Orexins Control Intestinal Glucose Transport by Distinct Neuronal, Endocrine, and Direct Epithelial Pathways

Abstract

OBJECTIVE—Orexins are neuropeptides involved in energy homeostasis. We investigated the effect of orexin A (OxA) and orexin B (OxB) on intestinal glucose transport in the rat.

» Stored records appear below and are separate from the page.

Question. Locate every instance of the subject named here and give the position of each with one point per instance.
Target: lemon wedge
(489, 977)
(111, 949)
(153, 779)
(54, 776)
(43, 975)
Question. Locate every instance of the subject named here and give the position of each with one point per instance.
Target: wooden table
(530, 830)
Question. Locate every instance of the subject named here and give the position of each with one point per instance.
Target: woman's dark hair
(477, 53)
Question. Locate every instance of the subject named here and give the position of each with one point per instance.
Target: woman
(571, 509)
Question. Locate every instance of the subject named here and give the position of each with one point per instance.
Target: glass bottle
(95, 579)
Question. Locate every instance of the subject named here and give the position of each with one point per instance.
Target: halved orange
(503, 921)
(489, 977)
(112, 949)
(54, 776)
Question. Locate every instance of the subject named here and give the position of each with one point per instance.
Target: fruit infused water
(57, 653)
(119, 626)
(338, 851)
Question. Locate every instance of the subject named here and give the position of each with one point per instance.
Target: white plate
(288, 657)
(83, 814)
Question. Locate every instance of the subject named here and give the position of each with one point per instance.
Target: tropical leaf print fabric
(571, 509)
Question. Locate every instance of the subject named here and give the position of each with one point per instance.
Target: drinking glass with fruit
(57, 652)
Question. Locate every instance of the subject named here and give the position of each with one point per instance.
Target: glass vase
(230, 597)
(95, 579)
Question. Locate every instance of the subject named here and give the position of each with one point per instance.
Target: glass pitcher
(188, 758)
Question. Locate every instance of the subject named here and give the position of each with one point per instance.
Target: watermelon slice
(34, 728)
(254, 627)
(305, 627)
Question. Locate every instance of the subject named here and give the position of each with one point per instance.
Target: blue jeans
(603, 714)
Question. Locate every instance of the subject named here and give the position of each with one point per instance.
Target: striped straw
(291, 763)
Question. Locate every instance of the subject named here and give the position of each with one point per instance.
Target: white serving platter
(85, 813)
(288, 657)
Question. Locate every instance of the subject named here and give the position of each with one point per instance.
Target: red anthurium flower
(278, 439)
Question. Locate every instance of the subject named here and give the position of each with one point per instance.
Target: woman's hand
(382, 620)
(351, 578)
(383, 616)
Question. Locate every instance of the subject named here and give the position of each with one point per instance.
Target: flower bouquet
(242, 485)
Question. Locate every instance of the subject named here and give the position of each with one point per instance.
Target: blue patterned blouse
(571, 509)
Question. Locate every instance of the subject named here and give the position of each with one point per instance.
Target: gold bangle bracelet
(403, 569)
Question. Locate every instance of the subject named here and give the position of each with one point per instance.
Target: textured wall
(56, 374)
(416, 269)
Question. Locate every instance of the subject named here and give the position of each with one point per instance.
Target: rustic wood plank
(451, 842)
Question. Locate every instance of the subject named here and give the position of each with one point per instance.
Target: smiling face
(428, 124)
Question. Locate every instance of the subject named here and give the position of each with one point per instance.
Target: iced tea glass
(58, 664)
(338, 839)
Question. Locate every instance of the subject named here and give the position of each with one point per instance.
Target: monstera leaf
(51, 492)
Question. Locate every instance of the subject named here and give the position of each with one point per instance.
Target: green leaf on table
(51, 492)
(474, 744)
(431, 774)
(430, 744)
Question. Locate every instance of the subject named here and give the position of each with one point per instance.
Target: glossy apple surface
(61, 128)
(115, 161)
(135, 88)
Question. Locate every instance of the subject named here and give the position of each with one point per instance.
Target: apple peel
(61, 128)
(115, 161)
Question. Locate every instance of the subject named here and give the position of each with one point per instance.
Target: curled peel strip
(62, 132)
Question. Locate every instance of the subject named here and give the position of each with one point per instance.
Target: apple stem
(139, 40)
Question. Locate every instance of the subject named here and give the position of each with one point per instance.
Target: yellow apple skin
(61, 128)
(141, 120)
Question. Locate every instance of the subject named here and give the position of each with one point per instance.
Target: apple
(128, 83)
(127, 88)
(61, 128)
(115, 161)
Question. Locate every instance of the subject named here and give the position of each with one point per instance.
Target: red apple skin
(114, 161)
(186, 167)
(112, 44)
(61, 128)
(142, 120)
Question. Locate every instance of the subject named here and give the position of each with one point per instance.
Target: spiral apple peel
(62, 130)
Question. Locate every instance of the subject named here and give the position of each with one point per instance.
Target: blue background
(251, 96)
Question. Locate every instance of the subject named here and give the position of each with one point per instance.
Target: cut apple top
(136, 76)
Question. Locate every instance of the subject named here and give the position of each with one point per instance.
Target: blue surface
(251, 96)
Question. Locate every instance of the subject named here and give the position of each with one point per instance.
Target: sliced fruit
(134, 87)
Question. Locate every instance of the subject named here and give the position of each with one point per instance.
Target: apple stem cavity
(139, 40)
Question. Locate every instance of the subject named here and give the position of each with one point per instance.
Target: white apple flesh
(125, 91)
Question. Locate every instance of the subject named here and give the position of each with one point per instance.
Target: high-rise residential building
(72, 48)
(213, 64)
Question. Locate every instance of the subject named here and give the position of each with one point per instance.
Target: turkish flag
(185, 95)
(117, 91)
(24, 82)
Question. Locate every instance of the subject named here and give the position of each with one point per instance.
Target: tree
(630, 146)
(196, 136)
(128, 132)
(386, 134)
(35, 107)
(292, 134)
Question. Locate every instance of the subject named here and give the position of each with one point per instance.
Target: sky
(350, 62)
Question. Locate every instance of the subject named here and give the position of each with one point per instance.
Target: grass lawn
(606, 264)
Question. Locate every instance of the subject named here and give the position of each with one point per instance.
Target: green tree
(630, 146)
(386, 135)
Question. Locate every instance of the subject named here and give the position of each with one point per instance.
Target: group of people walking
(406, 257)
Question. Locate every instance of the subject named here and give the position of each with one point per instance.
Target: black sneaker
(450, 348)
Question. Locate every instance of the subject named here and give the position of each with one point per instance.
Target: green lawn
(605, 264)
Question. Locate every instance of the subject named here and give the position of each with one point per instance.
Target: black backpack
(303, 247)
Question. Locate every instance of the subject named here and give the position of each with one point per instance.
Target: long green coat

RESEARCH DESIGN AND METHODS AND RESULTS—Injection of orexins led to a decrease in the blood glucose level in oral glucose tolerance tests (OGTTs). Effects of orexins on glucose entry were analyzed in Ussing chambers using the Na⁺-dependent increase in short-circuit current (Isc) to quantify jejunal glucose transport. The rapid and marked increase in Isc induced by luminal glucose was inhibited by 10 nmol/l OxA or OxB (53 and 59%, respectively). Response curves to OxA and OxB were not significantly different with half-maximal inhibitory concentrations at 0.9 and 0.4 nmol/l, respectively. On the one hand, OxA-induced inhibition of Isc was reduced by the neuronal blocker tetrodotoxin (TTX) and by a cholecystokinin (CCK) 2R antagonist, indicating involvement of neuronal and endocrine CCK-releasing cells. The OX₁R antagonist SB334867 had no effect on OxA-induced inhibition, which is likely to occur via a neuronal and/or endocrine OX₂R. On the other hand, SB334867 induced a significant right shift of the concentration-effect curve for OxB. This OxB-preferring OX₁R pathway was not sensitive to TTX or to CCKR antagonists, suggesting that OxB may act directly on enterocytic OX₁R. These distinct effects of OxA and OxB are consistent with the expression of OX₁R and OX₂R mRNA in the epithelial and nonepithelial tissues, respectively.

CONCLUSIONS—Our data delineate a new function for orexins as inhibitors of intestinal glucose absorption and provide a new basis for orexin-induced short-term control of energy homeostasis.